Under section 554E of the Corporations Act 2001, when an insolvent company is being wound up, secured creditors cannot prove for the whole or part of a secured debt. However, if a creditor surrenders the security to the liquidator, then the creditor can prove for the whole of the secured debt (554E(3)).
What caused difficulties in both Surfers Paradise Investments and the Provident Capital cases was section 554E(5) which says that when the security is not realised or surrendered then the creditor is allowed to estimate its value and prove for the balance due after they estimate the value.
In Surfers Paradise Investments, Davoren Nominees had lodged a proof of debt, voted and received and banked a dividend. The Court of appeal found there that by lodging a proof of debt where the value of the security was nil and accepting and depositing the dividend cheque, the secured creditor had elected to surrender the benefit of the security. That highlights one of the traps for secured creditors in an insolvency situation.
In Provident Capital, Provident had a charge over Kelso who was later placed into liquidation. Provident had two charges over Kelso’s properties, namely a Hot Springs Health Resort at Moree and over a factory and land in Wentworthville.
The Wentworthville property was destroyed by a fire and Kelso’s insurance refused to pay out about $9 million for the damage. Kelso then sued QBE (their insurers) and during the litigation, went into liquidation. As the case against QBE was ongoing and worth about $9 million, the liquidator asked creditors to express interest in the case.
The solicitor for Provident, a Mr Tiernan was told that he needed to complete a proof of debt and a proxy so that the liquidator could estimate how much the security was worth. Mr Tiernan was then told that because someone had offered to purchase the Hot Springs for $3.5 million then the value of the security couldn’t be less than that.
Mr Tiernan attended a meeting of creditors pursuant to a proxy and lodged a proof of debt. In the proof of debt, Mr Tiernan (or Provident) did not put a value on the security. Various matters were voted on by a show of hands. Mr Teirnan, using his proxy, voted by a show of hands for many of the resolutions.

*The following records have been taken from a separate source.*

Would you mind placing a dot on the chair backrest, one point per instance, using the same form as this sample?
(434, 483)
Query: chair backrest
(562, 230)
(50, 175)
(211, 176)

An application was brought to determine if Provident had surrendered the security. Given that Mr Tiernan had voted, the liquidators argued that Provident had surrendered its security. Mr Teirnan gave evidence that had he known the significance of the vote without estimating the value of the security, he would not have voted and obtained instructions from Provident as to how much the security was worth and would not have voted at the meeting.
It came on for hearing in the Federal Court at Sydney before Justice Jacobson who held that:-
(i) Voting on the voices or by way of show of hands is not a proper way to vote in respect of the value of the debt or claim.
(ii) Provident had to have made an unequivocal election vote to surrender the security and they had not done this.
(iii) Provident had only exhibited equivocal behaviour because they had lodged a proof of debt and voted by show of hands without providing a proper valuation of the security.
(iv) This was not enough to be an unequivocal election.
(v) Provident had not surrendered their security.
This is an example of the issues that can arise for all concerned when secured creditors vote in liquidations. Caution should be used by all concerned as, while in this case it did not arise, the benefit of security can be inadvertently waived to the detriment of the secured creditors.